Meetings of the Minds
To facilitate dialogue and education among all of these different parties who, despite their shared goal of consumer product safety, may have competing interests, ICPHSO annually hosts both a U.S.-based Annual Meeting and Training Symposium and an International Symposium, which is held in various countries throughout the world. What’s more, it also hosts an annual regional training workshop. These are often hosted by a member, such as Best Buy or Home Depot, and provide attendees the opportunity to see the corporate headquarters of a major company in action.
The symposium in the U.S. offers attendees the opportunity to hear the U.S. Consumer Product Safety Commission (CPSC) discuss their agenda, and it also offers panels that include speakers from many different backgrounds.

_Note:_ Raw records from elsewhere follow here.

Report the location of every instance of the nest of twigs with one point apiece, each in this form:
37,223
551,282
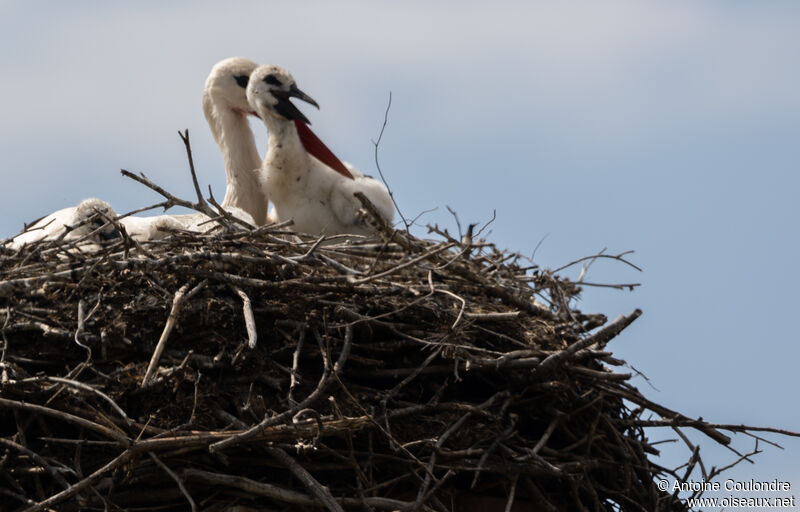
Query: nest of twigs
259,370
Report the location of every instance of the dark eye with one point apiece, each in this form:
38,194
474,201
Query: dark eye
273,80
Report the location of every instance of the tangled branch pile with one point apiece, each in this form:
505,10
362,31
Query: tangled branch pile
258,370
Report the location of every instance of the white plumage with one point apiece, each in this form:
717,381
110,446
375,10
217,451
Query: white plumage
226,109
89,217
301,187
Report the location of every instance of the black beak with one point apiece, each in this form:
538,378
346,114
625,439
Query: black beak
287,109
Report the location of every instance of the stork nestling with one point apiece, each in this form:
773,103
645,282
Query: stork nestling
89,219
226,109
304,180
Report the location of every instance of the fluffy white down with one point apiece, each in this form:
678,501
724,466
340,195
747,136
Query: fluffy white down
159,226
302,189
226,109
72,223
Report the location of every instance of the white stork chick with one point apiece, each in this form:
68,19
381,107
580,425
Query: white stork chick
73,223
156,227
226,109
304,180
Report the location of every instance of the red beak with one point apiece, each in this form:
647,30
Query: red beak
317,148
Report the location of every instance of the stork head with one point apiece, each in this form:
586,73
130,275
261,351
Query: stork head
226,85
269,93
95,214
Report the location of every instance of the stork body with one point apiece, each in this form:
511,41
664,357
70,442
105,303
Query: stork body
315,193
89,217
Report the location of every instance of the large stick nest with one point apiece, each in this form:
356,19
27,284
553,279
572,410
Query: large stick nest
387,374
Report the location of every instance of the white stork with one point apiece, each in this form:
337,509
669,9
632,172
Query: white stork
304,180
226,109
90,217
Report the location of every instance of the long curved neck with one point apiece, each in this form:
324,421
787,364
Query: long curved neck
242,163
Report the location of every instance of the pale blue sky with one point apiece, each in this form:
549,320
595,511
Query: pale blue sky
667,128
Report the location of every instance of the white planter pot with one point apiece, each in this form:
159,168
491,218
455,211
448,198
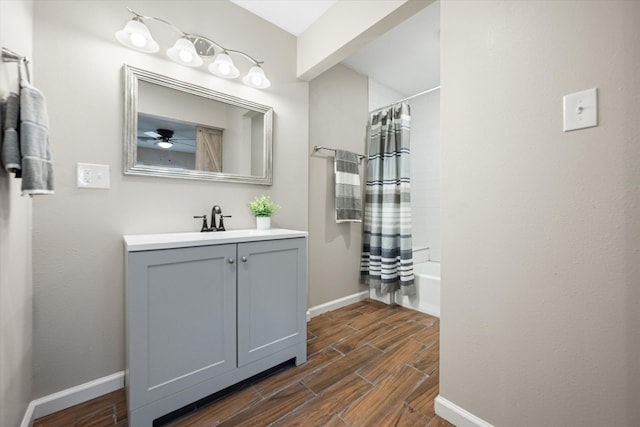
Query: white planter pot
263,222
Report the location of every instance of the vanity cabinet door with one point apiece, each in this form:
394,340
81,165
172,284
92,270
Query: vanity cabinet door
272,296
182,320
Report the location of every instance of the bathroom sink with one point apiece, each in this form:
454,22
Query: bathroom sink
146,242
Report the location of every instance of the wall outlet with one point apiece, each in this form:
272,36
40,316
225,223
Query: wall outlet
93,176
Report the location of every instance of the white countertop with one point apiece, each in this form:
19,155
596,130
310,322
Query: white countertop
148,242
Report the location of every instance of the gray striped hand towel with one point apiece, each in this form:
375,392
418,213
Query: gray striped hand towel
348,193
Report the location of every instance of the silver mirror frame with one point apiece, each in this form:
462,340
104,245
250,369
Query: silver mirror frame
133,75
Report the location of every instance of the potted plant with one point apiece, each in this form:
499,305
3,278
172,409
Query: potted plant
262,207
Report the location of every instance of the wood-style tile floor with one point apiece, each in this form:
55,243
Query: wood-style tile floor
368,364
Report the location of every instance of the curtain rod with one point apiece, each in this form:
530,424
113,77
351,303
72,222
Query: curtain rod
424,92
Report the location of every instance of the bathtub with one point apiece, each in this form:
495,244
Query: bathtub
427,279
427,297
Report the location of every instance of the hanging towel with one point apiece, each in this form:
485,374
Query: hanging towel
37,168
348,198
10,138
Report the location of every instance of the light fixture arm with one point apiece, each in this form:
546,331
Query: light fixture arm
204,45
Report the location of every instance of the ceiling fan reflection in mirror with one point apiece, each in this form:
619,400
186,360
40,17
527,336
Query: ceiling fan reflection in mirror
163,138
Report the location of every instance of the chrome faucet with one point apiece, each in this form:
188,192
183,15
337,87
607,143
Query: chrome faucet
215,225
215,210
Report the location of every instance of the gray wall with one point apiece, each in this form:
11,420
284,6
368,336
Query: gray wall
337,119
541,228
77,250
16,33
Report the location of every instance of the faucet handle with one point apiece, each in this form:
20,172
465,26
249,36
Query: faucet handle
205,227
221,226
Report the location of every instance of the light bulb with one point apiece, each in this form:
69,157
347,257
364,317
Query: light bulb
136,35
138,40
185,55
224,68
183,52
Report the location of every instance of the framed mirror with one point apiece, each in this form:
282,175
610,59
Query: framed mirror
178,130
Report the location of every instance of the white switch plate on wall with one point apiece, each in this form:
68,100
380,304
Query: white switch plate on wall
580,109
93,176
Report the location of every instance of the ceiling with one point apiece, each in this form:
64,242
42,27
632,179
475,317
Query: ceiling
406,58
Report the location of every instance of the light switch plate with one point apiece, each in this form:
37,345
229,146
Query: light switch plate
93,176
580,109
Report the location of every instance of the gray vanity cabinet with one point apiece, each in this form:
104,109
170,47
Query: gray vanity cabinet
202,318
269,298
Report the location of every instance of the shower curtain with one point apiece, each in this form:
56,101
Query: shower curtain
387,259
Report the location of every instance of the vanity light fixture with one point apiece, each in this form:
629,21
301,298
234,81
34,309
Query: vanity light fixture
190,49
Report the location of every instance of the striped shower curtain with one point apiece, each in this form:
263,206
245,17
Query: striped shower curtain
387,259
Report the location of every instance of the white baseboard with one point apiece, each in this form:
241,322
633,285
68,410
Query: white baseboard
335,304
457,415
72,396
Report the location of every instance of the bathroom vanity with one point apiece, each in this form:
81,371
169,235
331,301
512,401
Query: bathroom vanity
205,311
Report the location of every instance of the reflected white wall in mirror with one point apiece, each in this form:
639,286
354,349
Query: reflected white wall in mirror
175,129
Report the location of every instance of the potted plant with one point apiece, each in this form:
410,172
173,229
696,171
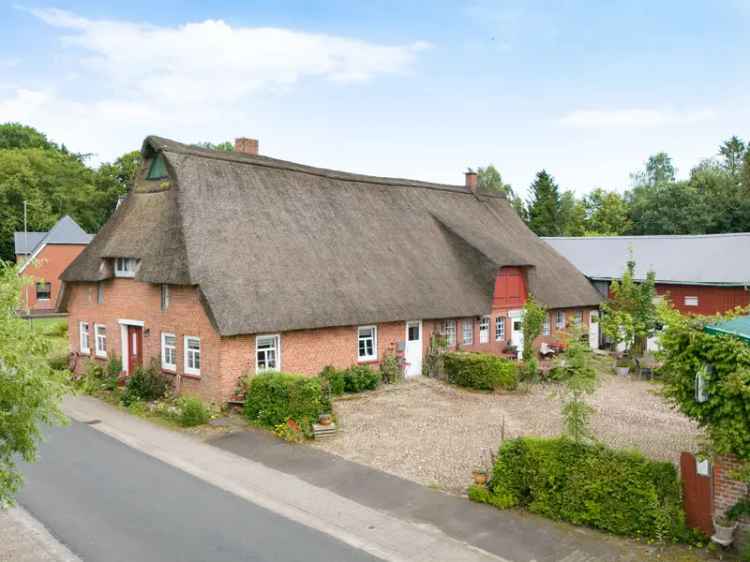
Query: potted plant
724,528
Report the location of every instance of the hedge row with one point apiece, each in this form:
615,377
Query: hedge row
620,492
482,371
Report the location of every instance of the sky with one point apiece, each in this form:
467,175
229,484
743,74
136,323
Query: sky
423,90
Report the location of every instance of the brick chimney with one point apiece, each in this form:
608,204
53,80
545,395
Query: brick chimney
246,146
471,180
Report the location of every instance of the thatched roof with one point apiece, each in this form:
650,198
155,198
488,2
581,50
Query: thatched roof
278,246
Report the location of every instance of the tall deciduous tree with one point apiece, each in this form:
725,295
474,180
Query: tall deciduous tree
30,391
544,206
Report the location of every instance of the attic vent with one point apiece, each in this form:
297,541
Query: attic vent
158,169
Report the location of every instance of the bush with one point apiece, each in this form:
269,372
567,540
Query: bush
482,371
144,384
620,492
272,398
358,378
333,379
192,411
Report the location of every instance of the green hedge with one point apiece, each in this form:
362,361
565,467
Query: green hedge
272,398
482,371
617,491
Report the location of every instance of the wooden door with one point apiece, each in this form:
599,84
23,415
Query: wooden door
135,348
697,496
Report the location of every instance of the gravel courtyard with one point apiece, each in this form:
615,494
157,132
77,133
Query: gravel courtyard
433,433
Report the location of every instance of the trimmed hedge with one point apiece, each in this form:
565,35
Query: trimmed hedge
272,398
482,371
616,491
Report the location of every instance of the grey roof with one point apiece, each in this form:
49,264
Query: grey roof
709,259
65,231
276,246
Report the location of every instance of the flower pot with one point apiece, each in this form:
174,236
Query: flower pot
724,534
480,477
622,371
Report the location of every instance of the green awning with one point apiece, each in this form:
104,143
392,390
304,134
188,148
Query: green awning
739,327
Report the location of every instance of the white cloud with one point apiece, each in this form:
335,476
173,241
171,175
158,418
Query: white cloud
635,118
212,61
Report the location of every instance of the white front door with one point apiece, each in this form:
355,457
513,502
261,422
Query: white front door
516,330
413,349
594,329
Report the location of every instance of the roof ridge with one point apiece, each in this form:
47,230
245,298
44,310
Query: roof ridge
169,145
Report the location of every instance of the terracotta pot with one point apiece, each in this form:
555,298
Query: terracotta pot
480,477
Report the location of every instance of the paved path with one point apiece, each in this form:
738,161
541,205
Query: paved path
110,503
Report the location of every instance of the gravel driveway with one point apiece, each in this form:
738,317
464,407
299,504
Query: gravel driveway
435,434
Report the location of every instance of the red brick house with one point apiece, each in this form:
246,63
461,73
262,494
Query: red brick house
219,265
701,274
43,256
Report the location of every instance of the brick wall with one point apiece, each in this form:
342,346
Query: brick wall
726,490
47,267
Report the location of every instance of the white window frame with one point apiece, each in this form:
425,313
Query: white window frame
374,337
467,329
84,335
125,267
691,300
100,350
164,365
191,352
277,349
449,331
484,329
164,297
500,323
560,320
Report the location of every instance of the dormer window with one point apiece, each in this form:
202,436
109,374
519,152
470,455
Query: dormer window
158,168
125,267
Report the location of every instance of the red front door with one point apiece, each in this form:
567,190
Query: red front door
135,348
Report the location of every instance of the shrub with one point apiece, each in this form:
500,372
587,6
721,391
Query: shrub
272,398
144,384
358,378
391,368
482,371
333,379
617,491
192,411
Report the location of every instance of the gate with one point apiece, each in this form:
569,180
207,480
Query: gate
697,496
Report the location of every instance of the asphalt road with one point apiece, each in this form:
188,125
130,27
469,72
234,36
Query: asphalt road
110,503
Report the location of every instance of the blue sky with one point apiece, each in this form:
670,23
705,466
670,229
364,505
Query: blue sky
422,90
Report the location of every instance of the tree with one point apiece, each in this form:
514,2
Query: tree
30,391
544,206
629,316
732,152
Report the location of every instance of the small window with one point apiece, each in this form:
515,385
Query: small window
367,344
500,328
560,320
449,330
83,330
484,329
169,352
164,297
43,291
192,355
125,267
267,353
100,340
468,331
158,169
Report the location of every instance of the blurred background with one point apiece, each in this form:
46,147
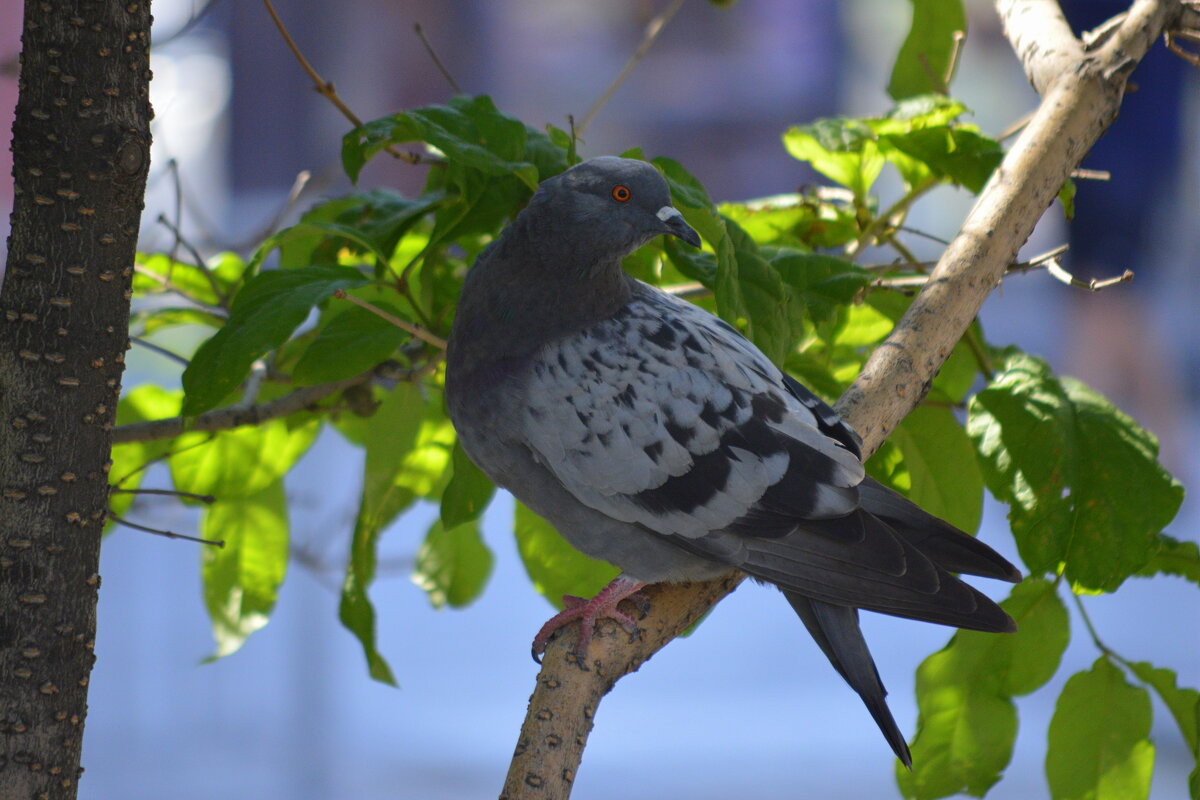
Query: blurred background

“You might have a panel that has a consumer advocate, a manufacturer, a trade association, an attorney, and a testing lab. They’re all talking about the same idea—but from five different perspectives,” said Dwyer. “So as an audience participant, no matter what your responsibilities are, you’re going to get a very broad perspective on a specific issue related to product safety. And that’s really what it’s all about.”
On the other hand, the symposium that is hosted internationally focuses on bringing the global product safety community together. There are standard-setting bodies for product safety, such as ASTM International (formerly known as American Society for Testing and Materials) and the International Organization for Standardization (ISO), but not every country follows the same standards.
“There are always efforts to try to streamline the standards so that, for example, a global manufacturer of strollers that sells strollers in 50 countries can make one product that meets everybody's standards,” Dwyer said.
Broadening Communities Through Mentorship
For the 2022 ICPHSO Annual Symposium, taking place in February, the organization is debuting its new mentorship program, which provides fully funded trips to the meeting for students at the undergraduate level and higher who are interested in consumer product safety.
Students will receive one-on-one guidance with their mentors before, during, and after the symposium. Their mentors will be introducing them to other safety professionals, giving them firsthand information about the community as a whole, and even guiding them on how to interact with other professionals. Importantly, mentors will also advise students on how to pursue a career in product safety and will routinely check in with the students after the symposium. Establishing a system of long-term support for people interested in the industry can further strengthen the bonds of a community that everyone in the world relies on for safety.
A Community That Grows Together Stays Together
Whatever an organization’s purpose, a robust community helps it to evolve, grow, and achieve its goals. By facilitating education that people can bring with them into their individual communities, providing dialogue that allows groups with different perspectives to learn from one another, and offering opportunities for personal connection on both micro and macro levels, organizations are in a prime position to improve the health, safety, and quality of life in every community they touch.